Some people have suggested that one way to prevent the wasteful costs of healthcare is to have a menu of treatment options, with their costs, that is presented to the patient. For example, when you are admitted to the hospital as an inpatient, the physician typically orders tons of tests, medications, and nursing orders. Most often you will likely have an intravenous fluid running, be on a stool softener, multivitamins, pain medications, daily blood work, etc. But all of these treatments and medications have a cost.

When I was a resident we had an attending on rounds who always would ask us if we knew what the costs were of every drug or treatment that we ordered. Most of the time we did not know. We ordered what was commonly ordered. We did not typically try to find out the cheapest alternative.
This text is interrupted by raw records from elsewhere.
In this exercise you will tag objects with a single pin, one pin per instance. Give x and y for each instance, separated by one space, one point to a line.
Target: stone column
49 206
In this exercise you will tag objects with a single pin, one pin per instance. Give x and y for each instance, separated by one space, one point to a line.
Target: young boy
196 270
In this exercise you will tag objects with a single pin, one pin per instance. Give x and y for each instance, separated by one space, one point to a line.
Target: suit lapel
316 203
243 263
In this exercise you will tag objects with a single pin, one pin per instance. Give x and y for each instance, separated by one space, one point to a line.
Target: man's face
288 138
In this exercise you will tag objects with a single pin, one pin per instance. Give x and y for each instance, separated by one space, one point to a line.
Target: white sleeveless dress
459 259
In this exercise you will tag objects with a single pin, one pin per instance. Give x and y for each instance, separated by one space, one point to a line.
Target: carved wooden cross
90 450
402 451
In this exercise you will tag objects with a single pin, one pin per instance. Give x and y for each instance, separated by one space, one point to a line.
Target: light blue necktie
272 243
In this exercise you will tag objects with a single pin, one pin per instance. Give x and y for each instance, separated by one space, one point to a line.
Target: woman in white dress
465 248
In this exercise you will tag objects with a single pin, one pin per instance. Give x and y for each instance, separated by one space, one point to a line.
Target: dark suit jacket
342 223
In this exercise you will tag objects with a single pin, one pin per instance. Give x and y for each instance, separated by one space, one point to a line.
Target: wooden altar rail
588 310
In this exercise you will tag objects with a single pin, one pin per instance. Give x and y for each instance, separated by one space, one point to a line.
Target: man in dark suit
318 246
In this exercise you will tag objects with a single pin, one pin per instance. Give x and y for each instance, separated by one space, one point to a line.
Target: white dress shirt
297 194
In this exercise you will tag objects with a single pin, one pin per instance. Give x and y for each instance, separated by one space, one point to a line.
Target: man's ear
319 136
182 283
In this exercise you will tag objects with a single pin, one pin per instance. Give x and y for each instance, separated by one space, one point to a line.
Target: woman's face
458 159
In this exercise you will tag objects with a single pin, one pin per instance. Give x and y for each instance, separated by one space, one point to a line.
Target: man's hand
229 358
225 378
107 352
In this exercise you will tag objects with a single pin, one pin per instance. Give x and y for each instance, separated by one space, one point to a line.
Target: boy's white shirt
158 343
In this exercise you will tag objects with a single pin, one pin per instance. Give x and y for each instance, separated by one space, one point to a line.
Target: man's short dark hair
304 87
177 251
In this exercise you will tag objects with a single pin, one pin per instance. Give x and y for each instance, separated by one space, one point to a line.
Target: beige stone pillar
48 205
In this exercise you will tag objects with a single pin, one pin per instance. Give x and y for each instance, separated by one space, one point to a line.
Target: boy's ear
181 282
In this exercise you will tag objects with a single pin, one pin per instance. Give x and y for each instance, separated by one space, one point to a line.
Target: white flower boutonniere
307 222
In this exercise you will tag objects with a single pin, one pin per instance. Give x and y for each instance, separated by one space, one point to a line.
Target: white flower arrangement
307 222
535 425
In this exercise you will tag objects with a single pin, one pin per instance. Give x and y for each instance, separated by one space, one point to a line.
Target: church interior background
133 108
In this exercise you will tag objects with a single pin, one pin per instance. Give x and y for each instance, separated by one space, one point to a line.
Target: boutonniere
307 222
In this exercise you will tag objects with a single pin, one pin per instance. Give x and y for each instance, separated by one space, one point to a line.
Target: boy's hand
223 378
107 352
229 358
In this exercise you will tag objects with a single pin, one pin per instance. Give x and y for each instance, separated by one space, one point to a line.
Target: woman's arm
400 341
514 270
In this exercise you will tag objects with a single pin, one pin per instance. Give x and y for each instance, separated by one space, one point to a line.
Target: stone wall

Occasionally we would have a patient who insisted to know the cost of every medication they were receiving and all of the cheaper alternatives.  Wouldn’t it be great if we could provide a menu of treatment options and their costs to every patient and allow them to direct their care?

There have been many times in my career where I felt that was the case. However, being in the hospital and seeing a menu of medications and their costs is not like going out to dinner and choosing off of a menu. Even though we describe the patient as the “consumer,” they really are not the consumer. They are the patient. They must consent to treatment and can choose treatment options, but they cannot “direct” their own care. If they could direct their own care then doctors would not be needed. As I’ve mentioned previously doctors are licensed to practice medicine and usually are board certified in their specialty. They have been trained for at least a decade to become licensed. Thus they direct patient care. Patients can choose treatments, but doctors ultimately are responsible for what happens to the patient.

In many ways, a doctor is a parent and a patient is the teenager. The teenager is almost a fully functioning adult, able to make their own decisions, but they are not old enough to be independent from the parent. A good parent makes decisions with consultation from the teenager. And ultimately the parent is responsible if anything bad happens to the teenager. There are many adult concepts a teenager cannot understand without extensive explanation. Even after such explanation they still may not understand. Thus it is not feasible to explain the pros/cons of every treatment or medication, the potential side effects, sequelae, the recent literature on outcomes, and the whole volume of information out there on every treatment and drug. Doing so would be unacceptable, and, even if you did do this, the patient may still not understand everything.

While a menu of treatment options and their costs may sound attractive in theory, it simply is not feasible and would clearly highlight that the patient is a patient and not a consumer.